Dembélé steht nun jeden Tag um neun auf, nimmt sein von Audebaud zubereitetes Diät-Frühstück ein und beginnt dann in der Reha hart an seinem Comeback zu arbeiten.

Zum Essen gibt es nur noch frische Gerichte, Cola wurde gegen Apfel-Birnen-Ananassaft getauscht, und auch die Affinität zu feuchtfröhlichen Feiern soll der Franzose abgelegt haben: "Heute isst er Seebrasse, Wolfsbarsch, Hahn und viel Gemüse. Zudem gibt es bei ihm zu Hause nie eine Party, er ist sehr professionell", erzählte Audebaud, den Dembélé mittlerweile - freiwillig - in Vollzeit beschäftigt.

Doch wenn es nicht an der Einstellung und der Ernährung liegt, was ist dann der Grund für die plötzliche Häufung der Verletzungen?

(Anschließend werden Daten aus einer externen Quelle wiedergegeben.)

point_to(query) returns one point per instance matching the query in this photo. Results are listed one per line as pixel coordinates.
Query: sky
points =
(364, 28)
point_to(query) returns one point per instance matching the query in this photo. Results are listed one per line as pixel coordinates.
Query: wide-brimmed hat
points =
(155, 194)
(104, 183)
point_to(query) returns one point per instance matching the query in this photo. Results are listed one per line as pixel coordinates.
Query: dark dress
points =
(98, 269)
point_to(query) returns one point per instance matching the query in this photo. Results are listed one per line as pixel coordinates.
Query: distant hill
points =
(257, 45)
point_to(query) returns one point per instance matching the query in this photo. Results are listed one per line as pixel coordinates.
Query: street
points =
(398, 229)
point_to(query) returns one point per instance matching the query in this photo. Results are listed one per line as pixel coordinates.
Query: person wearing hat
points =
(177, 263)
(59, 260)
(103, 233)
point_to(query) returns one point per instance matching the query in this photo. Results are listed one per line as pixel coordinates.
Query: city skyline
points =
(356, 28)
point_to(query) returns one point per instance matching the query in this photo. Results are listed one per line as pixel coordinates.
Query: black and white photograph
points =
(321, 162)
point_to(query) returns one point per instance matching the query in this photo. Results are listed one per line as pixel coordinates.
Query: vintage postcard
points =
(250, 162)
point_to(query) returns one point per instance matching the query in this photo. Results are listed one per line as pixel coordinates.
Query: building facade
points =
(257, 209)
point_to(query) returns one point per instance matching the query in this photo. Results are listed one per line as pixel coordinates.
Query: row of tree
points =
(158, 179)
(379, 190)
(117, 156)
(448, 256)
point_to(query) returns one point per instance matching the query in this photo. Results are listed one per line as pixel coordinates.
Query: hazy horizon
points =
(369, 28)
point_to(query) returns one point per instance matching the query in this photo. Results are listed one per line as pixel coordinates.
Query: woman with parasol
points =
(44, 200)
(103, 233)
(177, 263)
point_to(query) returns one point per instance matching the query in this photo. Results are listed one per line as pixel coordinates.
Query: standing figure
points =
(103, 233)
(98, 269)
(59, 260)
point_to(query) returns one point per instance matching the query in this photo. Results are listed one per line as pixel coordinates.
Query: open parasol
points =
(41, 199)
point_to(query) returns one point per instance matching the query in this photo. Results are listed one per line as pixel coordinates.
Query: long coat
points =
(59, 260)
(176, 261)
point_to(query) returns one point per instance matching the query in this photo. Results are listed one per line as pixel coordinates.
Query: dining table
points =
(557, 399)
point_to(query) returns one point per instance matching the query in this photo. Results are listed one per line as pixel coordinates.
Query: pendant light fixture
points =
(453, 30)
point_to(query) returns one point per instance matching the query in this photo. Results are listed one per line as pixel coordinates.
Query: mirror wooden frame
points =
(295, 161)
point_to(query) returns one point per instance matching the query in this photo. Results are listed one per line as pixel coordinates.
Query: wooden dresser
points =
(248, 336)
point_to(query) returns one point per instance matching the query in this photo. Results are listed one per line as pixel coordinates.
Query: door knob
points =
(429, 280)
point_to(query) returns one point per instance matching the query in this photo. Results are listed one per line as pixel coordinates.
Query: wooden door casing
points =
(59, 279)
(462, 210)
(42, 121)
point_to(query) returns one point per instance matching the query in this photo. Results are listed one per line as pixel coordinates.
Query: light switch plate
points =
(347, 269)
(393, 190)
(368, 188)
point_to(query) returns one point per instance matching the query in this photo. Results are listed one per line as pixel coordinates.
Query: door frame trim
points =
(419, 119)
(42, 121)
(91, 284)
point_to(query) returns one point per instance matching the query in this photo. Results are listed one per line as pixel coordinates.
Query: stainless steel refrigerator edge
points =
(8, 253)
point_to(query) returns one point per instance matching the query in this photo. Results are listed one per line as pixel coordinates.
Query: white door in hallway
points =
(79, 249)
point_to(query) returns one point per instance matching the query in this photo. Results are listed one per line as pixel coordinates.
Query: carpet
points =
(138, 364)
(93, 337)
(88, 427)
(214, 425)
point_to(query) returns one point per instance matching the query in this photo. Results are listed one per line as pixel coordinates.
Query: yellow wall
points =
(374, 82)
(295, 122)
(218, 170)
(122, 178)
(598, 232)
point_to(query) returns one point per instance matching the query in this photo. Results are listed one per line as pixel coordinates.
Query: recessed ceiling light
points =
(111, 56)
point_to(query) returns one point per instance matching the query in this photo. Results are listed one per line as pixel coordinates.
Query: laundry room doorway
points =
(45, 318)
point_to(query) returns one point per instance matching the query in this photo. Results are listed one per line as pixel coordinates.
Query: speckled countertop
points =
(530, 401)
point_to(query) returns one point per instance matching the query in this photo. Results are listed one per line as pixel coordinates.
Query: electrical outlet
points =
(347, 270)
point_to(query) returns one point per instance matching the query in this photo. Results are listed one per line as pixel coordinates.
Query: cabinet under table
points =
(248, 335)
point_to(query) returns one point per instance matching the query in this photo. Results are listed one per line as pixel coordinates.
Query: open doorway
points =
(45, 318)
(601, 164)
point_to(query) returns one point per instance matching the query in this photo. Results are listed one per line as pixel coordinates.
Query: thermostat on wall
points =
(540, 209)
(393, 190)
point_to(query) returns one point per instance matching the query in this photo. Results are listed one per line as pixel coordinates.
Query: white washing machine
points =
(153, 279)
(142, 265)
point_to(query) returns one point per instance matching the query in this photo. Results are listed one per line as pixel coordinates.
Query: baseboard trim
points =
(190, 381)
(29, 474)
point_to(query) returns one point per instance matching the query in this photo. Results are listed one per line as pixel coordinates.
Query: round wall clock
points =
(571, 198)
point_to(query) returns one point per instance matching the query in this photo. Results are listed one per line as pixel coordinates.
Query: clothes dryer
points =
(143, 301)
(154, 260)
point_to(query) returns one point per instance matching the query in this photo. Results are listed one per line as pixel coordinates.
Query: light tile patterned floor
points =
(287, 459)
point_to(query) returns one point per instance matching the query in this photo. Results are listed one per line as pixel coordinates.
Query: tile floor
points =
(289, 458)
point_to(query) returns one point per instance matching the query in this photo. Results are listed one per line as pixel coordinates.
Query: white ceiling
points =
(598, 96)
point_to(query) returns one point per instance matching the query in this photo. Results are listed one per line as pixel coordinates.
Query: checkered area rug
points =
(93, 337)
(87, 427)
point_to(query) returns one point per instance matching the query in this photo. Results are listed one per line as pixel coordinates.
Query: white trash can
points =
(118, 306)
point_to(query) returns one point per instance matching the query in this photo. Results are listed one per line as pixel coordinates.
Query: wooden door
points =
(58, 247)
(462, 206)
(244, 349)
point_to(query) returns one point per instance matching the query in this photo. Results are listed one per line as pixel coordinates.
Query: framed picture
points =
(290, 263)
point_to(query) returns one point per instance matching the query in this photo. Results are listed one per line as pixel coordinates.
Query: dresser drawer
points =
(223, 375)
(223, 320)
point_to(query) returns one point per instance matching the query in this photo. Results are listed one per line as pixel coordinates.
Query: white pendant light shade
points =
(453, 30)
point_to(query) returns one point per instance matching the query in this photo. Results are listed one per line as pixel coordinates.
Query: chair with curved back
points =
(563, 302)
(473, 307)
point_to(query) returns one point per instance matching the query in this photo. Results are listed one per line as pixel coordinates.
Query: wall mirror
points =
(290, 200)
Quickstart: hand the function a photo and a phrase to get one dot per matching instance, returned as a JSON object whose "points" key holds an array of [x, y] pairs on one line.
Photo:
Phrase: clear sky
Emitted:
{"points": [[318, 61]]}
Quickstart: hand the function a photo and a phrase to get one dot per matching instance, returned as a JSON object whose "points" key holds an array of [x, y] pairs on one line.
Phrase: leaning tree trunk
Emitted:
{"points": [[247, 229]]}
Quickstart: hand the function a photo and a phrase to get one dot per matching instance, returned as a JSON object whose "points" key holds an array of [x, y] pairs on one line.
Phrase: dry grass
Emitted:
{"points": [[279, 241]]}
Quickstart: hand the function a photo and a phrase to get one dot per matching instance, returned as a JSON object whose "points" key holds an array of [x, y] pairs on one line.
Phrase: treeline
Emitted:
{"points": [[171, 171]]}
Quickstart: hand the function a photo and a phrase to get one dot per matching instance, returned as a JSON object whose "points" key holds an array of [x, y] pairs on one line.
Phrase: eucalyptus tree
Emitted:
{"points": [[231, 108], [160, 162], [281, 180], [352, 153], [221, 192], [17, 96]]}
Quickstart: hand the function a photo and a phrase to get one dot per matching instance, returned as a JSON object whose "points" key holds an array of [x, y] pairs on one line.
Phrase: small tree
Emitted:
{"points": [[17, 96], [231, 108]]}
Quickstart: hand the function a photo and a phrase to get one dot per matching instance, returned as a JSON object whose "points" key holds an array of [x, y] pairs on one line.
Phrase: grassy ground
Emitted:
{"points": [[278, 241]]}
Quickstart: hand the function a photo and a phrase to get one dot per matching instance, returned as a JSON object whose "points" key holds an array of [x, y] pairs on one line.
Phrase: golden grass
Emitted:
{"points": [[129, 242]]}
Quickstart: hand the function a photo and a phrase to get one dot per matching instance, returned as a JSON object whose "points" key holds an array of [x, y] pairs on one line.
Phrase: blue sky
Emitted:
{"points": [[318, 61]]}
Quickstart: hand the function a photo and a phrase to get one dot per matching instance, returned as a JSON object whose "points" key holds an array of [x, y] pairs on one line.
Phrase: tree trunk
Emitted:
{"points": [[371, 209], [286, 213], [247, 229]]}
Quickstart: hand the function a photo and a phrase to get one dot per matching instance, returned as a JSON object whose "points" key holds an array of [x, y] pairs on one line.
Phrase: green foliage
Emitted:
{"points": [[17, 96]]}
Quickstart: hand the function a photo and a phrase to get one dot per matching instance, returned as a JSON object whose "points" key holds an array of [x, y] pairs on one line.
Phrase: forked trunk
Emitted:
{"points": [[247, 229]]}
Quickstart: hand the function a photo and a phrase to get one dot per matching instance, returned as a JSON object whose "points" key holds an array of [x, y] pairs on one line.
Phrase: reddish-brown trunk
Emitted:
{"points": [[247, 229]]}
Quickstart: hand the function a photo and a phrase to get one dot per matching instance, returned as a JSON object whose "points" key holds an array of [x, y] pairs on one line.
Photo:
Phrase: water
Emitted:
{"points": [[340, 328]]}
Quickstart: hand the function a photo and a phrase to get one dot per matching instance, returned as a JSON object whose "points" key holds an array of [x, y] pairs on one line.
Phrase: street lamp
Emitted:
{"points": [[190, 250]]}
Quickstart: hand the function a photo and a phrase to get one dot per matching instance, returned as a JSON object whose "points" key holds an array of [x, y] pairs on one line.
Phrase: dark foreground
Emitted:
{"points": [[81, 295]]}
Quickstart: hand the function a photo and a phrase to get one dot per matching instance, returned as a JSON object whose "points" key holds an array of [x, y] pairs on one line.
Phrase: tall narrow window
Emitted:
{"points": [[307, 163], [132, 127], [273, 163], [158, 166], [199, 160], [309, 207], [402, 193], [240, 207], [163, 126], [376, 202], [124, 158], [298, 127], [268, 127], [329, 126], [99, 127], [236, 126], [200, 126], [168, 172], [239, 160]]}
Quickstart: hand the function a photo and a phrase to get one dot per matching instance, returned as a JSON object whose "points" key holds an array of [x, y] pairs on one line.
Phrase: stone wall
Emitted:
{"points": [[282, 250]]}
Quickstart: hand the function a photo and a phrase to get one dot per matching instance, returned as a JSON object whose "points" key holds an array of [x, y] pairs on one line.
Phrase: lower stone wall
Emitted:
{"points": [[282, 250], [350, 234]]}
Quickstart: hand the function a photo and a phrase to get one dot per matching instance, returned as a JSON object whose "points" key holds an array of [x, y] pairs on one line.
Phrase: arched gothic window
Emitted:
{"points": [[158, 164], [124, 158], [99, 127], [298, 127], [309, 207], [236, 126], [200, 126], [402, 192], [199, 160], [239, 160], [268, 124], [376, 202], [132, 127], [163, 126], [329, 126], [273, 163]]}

Dembélé ein Opfer des Barca-Trainings?

Die Lösung des Rätsels liegt L'Equipe zufolge in den physischen Voraussetzungen des Flügelflitzers und der Trainingssteuerung des FC Barcelona. Dembélés Stärken sind der explosive Antritt, sein unglaublicher Speed und seine flotten Dribblings, inklusive schneller Richtungswechsel.

Im Spiel belastet er seine Muskeln ähnlich wie es Sprinter tun. Das Problem laut dem französischen Fachorgan: Auf diese Belastung wird Dembélé im Training der Katalanen nicht vorbereitet. Die Folgen sind wiederholte Muskelverletzungen.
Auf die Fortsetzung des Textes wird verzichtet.